El pobre niño en la tumba


Der arme Junge im Grab


Érase un pobre zagal cuyos padres habían muerto, por lo que la autoridad confió su custodia a un hombre muy rico, encargándole que lo alimentase y educase. Pero tanto el hombre como su mujer tenían corazones empedernidos, avaros y envidiosos a pesar de su riqueza, y no podían sufrir que alguien se llevase a la boca un pedazo de su pan. El pobre muchacho, con toda su buena voluntad, recibía muy poco de comer y muchos azotes.

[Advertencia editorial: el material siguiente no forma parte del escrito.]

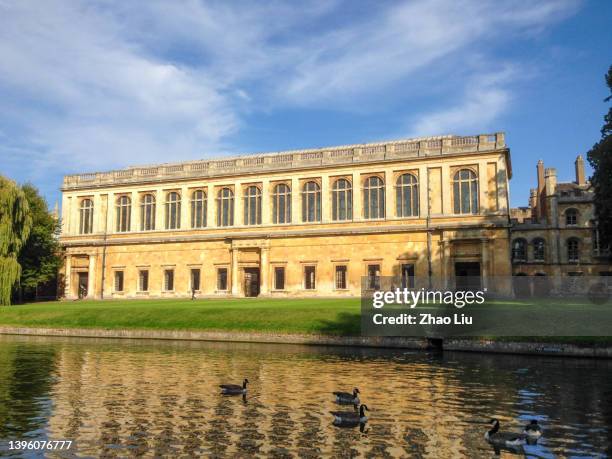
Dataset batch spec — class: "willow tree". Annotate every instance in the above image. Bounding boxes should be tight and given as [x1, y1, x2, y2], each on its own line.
[0, 176, 32, 305]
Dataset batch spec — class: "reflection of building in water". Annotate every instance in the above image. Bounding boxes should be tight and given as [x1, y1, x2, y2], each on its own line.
[59, 133, 513, 298]
[510, 156, 612, 280]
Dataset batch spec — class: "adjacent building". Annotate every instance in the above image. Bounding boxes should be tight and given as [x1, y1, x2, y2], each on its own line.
[59, 132, 513, 299]
[510, 155, 612, 278]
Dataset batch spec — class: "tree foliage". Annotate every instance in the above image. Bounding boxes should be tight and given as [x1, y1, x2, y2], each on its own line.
[586, 65, 612, 255]
[18, 184, 62, 299]
[0, 176, 32, 305]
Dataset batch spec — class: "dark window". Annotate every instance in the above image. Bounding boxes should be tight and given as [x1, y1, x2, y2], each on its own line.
[217, 268, 228, 291]
[139, 270, 149, 292]
[566, 208, 578, 226]
[304, 266, 316, 290]
[567, 238, 580, 262]
[164, 269, 174, 291]
[79, 199, 94, 234]
[243, 186, 262, 225]
[191, 190, 207, 228]
[396, 174, 419, 217]
[512, 239, 527, 262]
[335, 265, 347, 289]
[302, 181, 321, 222]
[116, 196, 131, 232]
[140, 194, 156, 231]
[401, 264, 415, 289]
[533, 238, 545, 261]
[217, 188, 234, 227]
[272, 184, 291, 224]
[114, 271, 124, 292]
[274, 267, 285, 290]
[363, 176, 385, 219]
[332, 179, 352, 221]
[191, 269, 201, 291]
[453, 169, 479, 214]
[367, 264, 381, 290]
[165, 192, 181, 229]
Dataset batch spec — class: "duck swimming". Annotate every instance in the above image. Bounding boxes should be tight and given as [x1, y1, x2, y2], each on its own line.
[523, 419, 542, 439]
[330, 404, 369, 426]
[219, 378, 248, 395]
[485, 419, 526, 448]
[333, 387, 360, 405]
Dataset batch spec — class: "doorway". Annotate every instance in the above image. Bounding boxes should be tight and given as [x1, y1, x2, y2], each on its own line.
[77, 272, 89, 298]
[243, 268, 260, 297]
[454, 262, 481, 291]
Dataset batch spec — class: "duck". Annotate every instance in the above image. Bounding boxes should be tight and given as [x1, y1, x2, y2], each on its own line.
[333, 387, 360, 405]
[523, 419, 543, 439]
[330, 404, 369, 426]
[219, 378, 248, 395]
[485, 419, 526, 448]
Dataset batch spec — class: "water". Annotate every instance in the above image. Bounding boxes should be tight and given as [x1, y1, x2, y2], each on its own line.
[0, 335, 610, 458]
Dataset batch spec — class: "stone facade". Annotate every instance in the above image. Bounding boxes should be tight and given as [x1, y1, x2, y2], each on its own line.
[510, 156, 612, 278]
[59, 133, 513, 299]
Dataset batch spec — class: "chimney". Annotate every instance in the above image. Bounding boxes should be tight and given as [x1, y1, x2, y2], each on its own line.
[545, 168, 557, 196]
[536, 160, 545, 220]
[575, 155, 586, 186]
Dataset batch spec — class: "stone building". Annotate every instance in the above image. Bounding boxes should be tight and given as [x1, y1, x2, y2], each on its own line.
[510, 155, 612, 278]
[59, 133, 512, 299]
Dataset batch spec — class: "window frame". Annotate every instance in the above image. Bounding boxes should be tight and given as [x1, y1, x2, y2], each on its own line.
[395, 173, 419, 218]
[273, 266, 286, 291]
[138, 269, 149, 292]
[331, 178, 353, 221]
[165, 191, 181, 230]
[79, 198, 94, 234]
[272, 183, 291, 224]
[163, 268, 175, 292]
[567, 238, 580, 263]
[115, 195, 131, 232]
[334, 265, 348, 290]
[452, 168, 479, 215]
[217, 267, 229, 291]
[301, 181, 321, 223]
[216, 188, 234, 227]
[512, 238, 528, 263]
[565, 208, 578, 226]
[140, 193, 156, 231]
[243, 185, 262, 226]
[113, 270, 124, 292]
[190, 189, 207, 229]
[532, 238, 545, 262]
[363, 175, 385, 220]
[303, 265, 316, 290]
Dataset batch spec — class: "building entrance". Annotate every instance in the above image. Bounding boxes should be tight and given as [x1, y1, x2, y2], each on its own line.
[454, 262, 481, 291]
[243, 268, 260, 297]
[77, 272, 89, 298]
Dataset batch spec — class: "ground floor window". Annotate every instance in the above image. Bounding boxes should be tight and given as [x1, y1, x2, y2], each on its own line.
[304, 266, 316, 290]
[274, 267, 285, 290]
[335, 265, 347, 289]
[139, 270, 149, 292]
[190, 268, 201, 291]
[217, 268, 228, 291]
[401, 263, 415, 289]
[164, 269, 174, 291]
[114, 271, 124, 292]
[367, 264, 381, 290]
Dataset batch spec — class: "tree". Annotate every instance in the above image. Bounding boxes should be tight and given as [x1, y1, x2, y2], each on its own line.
[586, 65, 612, 256]
[0, 176, 32, 306]
[17, 184, 62, 301]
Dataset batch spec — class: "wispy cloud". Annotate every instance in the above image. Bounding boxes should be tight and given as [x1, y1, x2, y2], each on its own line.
[0, 0, 582, 194]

Un día le encargaron que guardase la clueca con los pollitos, y el animal se extravió con los pequeños entre un seto; inmediatamente bajó disparado un azor, la apresó y volvió a remontarse, con el animal en las garras. El chiquillo prorrumpió a gritar con todas sus fuerzas:
- ¡Ladrón, ladrón, bandido!
Pero ¿de qué sirvieron sus gritos? El azor no le devolvió la clueca. Oyendo el hombre el ruido, acudió a toda prisa, y al ver que su gallina había desaparecido, encolerizóse y propinó al pequeño una paliza tal, que estuvo dos días sin poder moverse.

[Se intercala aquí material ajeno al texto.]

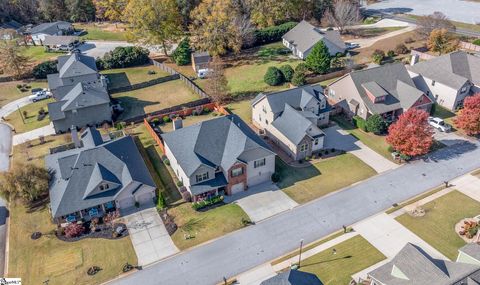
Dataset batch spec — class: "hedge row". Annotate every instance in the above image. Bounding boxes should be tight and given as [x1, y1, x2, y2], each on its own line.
[353, 116, 367, 131]
[253, 22, 298, 46]
[192, 195, 224, 210]
[97, 46, 150, 70]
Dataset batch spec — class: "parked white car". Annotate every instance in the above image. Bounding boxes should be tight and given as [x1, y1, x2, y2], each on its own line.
[197, 68, 209, 79]
[28, 90, 51, 102]
[345, 42, 360, 49]
[428, 116, 452, 132]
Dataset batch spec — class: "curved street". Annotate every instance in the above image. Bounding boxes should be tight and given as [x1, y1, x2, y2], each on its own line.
[113, 139, 480, 285]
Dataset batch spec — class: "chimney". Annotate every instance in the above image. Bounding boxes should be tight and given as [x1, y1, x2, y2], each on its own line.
[71, 126, 81, 148]
[410, 54, 419, 66]
[173, 117, 183, 130]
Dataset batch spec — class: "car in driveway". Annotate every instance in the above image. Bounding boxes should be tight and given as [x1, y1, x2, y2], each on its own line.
[346, 42, 360, 49]
[428, 116, 452, 132]
[28, 89, 51, 102]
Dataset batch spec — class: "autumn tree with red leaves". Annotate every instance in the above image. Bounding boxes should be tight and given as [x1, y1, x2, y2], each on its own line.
[454, 94, 480, 136]
[386, 109, 434, 157]
[65, 223, 85, 238]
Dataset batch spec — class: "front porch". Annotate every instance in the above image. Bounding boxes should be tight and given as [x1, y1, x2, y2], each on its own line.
[58, 201, 117, 224]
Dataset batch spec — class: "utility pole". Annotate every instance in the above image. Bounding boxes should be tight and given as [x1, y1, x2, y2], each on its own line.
[298, 239, 304, 268]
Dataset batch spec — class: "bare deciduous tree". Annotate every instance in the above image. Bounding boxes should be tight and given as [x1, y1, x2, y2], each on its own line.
[0, 41, 30, 79]
[325, 0, 360, 34]
[417, 11, 456, 38]
[205, 56, 229, 103]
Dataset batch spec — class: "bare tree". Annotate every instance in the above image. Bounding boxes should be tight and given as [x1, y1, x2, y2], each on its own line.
[234, 14, 256, 48]
[417, 11, 456, 38]
[205, 56, 229, 103]
[0, 41, 30, 79]
[325, 0, 360, 34]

Entonces hubo de guardar los polluelos sin la madre, cosa más difícil todavía, pues continuamente se le escapaban y dispersaban. Ocurriósele que si los ataba todos con un cordel, el azor no podría robarle ninguno; pero el remedio resultó peor que la enfermedad. A los dos o tres días, habiéndose quedado dormido a causa del mucho correr y del poco comer, bajó el ave de rapiña y agarró uno de los pollitos; pero como estaban todos atados entre sí, se llevó la pollada entera; se posó en un árbol y la devoró toda. En aquel momento llegaba a casa el amo y, enfurecido al darse cuenta de la desgracia, dio tal azotaina al chiquillo, que hubo de guardar cama durante varios días.

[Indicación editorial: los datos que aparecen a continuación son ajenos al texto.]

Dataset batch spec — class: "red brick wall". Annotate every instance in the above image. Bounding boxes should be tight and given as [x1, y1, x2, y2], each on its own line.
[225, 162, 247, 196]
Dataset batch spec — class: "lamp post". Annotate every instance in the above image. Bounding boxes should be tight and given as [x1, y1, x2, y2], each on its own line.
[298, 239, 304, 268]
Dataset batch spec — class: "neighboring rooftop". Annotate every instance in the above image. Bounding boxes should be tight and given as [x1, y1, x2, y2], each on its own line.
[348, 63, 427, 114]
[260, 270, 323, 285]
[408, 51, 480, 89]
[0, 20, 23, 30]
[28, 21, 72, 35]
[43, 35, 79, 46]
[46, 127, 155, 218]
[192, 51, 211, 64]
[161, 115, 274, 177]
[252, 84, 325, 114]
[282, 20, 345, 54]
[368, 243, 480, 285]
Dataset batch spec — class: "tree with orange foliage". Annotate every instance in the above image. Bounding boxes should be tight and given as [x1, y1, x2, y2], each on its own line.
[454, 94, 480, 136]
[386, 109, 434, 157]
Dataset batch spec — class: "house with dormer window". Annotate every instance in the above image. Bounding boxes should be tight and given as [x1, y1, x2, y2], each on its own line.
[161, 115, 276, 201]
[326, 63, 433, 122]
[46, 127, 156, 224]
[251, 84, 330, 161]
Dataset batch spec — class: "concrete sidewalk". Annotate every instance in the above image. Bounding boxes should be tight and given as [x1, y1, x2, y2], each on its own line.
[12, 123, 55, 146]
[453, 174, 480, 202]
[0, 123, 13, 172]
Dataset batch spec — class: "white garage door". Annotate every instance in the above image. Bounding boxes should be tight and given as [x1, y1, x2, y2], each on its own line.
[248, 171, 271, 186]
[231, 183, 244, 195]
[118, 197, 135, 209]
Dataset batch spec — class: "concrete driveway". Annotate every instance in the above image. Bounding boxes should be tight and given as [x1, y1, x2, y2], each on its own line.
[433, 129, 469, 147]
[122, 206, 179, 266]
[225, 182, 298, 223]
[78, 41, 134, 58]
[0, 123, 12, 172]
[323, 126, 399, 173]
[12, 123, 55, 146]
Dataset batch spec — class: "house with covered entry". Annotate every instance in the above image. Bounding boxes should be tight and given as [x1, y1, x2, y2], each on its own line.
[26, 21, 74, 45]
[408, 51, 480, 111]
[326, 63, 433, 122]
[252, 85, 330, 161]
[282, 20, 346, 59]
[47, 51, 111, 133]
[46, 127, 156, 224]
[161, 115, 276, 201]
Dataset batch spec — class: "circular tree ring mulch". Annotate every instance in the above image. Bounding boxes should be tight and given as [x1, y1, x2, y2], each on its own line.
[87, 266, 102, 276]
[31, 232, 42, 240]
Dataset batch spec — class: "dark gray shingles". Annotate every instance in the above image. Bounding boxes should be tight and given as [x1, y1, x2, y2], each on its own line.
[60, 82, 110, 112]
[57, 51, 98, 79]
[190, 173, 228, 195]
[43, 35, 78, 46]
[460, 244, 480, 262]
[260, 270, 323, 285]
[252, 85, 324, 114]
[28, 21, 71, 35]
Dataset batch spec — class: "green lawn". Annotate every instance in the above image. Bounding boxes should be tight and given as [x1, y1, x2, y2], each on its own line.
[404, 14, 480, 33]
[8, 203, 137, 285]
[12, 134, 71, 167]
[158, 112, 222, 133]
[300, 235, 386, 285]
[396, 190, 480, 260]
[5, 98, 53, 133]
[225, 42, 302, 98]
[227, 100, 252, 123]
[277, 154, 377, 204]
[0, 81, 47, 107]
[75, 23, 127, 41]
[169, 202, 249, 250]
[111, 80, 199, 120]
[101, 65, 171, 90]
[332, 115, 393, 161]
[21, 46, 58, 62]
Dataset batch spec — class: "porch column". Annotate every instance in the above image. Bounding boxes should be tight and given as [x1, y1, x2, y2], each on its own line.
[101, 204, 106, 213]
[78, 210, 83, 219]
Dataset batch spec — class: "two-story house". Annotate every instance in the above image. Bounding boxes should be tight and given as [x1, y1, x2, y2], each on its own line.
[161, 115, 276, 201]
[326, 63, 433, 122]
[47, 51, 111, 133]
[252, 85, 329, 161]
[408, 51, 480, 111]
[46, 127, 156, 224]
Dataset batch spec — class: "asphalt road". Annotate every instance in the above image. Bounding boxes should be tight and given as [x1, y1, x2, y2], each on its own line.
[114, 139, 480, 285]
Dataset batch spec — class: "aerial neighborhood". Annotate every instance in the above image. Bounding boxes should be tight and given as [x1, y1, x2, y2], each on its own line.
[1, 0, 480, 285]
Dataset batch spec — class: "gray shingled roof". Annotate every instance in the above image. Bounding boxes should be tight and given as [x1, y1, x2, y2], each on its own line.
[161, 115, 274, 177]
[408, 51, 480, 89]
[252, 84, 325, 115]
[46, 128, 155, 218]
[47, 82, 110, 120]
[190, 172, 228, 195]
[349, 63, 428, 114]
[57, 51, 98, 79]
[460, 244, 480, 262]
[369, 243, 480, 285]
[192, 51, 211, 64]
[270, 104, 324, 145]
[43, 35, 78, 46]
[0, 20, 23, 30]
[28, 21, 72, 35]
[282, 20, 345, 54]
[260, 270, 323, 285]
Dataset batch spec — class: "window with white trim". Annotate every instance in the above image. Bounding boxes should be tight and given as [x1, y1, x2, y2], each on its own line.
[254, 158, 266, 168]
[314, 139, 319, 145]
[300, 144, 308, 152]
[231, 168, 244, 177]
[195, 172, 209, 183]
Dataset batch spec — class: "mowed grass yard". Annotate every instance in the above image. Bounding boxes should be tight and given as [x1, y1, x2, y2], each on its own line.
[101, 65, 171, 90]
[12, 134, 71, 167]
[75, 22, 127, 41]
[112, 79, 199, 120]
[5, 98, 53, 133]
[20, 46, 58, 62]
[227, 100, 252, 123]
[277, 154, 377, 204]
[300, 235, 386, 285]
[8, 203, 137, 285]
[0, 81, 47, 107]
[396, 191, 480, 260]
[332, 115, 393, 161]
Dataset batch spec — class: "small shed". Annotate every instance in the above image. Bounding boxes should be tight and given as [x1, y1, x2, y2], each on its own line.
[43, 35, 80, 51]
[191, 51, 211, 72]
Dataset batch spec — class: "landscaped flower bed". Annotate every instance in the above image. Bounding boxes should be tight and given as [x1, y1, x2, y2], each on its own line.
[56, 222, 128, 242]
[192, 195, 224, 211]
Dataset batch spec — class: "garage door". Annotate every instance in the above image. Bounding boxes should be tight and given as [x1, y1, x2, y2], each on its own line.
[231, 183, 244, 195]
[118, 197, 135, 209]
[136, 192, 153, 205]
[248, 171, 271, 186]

Cuando se hubo repuesto, le dijo el campesino:
- Eres demasiado estúpido y no me sirves para guardián; tendrás que ser recadero.
Y lo mandó a llevar al juez un cesto de uvas y una carta. Durante el camino, el hambre y la sed atormentaron de tal modo al rapaz, que se comió un par de racimos. Luego siguió con el cesto hasta la casa del juez, el cual, después de leer la carta y contar las uvas, dijo:
- Faltan dos racimos.
El muchacho le confesó honradamente que se los había comido, espoleado por el hambre y la sed. El juez escribió, a su vez, una carta al campesino pidiéndole que le enviase otro cesto, y el mocito hubo de llevárselo, también acompañado de una misiva. Acuciado nuevamente por el hambre y la sed, no pudo resistir y se comió otros dos racimos; sin embargo, antes sacó la carta del cesto y, poniéndola debajo de una piedra, sentóse encima, para que no lo viese ni pudiese descubrirlo. Pero el juez lo interrogó acerca de los racimos que faltaban.
- ¡Oh! - exclamó el niño -, ¿cómo lo habéis sabido? La carta no puede saberlo, ya que la puse debajo de una piedra mientras me comía las uvas.
El juez no pudo por menos de echarse a reír de tanta simpleza, y escribió al campesino advirtiéndole de su obligación de tratar mejor al pequeño y darle comida y bebida suficientes. Además, debía enseñarle a distinguir entre el bien y el mal.
- Ya te enseñaré yo la diferencia - dijo el despiadado campesino -; pero si quieres comer tendrás que trabajar; y si cometes alguna fechoría, a palos aprenderás a no repetirla.
Al día siguiente le señaló una dura labor: debería cortar unos haces de paja para pienso de los caballos. Y le dirigió la siguiente amenaza:
- Estaré de vuelta dentro de cinco horas; si para entonces no está la paja desmenuzada, te azotaré hasta que no puedas mover un solo miembro.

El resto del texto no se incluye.